The Wesley Mission, Australia's largest religious charity, wants mandatory detention ended; the Catholic Commission for Justice, Development and Peace has demanded a full judicial inquiry into conditions at the detention centre.
The federal Human Rights and Equal Opportunity Commission is at present conducting an inquiry into children in detention that has produced appalling accounts - denied by the Government - of mental and physical abuse, self-mutilation and neglect.
Human Rights Commissioner Dr Sev Ozdowski: "A detention centre is no home for a child. Action needs to be taken to ensure the removal of children from detention is of the highest priority."

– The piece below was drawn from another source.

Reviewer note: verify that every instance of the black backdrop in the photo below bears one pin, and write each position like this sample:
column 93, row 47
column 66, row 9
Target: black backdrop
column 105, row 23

Fraser's is not a voice to be ignored.
The arch-conservative loathed by the left for his part in the dismissal of the Whitlam Government survived political annihilation in 1983 to be reborn as a statesman, former or serving chairman or board member of organisations ranging from CARE International and the UN committee on African commodity problems to the Commonwealth Eminent Persons Group and the International Crisis Group.
And there is a network of other, moderate, advocacy groups that are linked tightly into the movement against mandatory detention - for example, the Coalition for Justice for Refugees and Migrants, led by a former detainee, Maqsood Alkabir Alshams, who quit the Refugee Action Collective because of its radical tendencies, but continues to work with it.
Amnesty International has asked its supporters to do "whatever they can to take action to defend asylum seekers and defend the human rights of refugees".
The Refugee Council of Australia - whose small group of life members is led by Major-General Paul Cullen, CBE, DSO and Bar, past chairman of the Order of Australia - wants Government policies rethought and encourages the declaration of refugee welcome zones.
Prime Minister John Howard may still have the bulk of public support behind him, but the critical mass of his opponents is growing.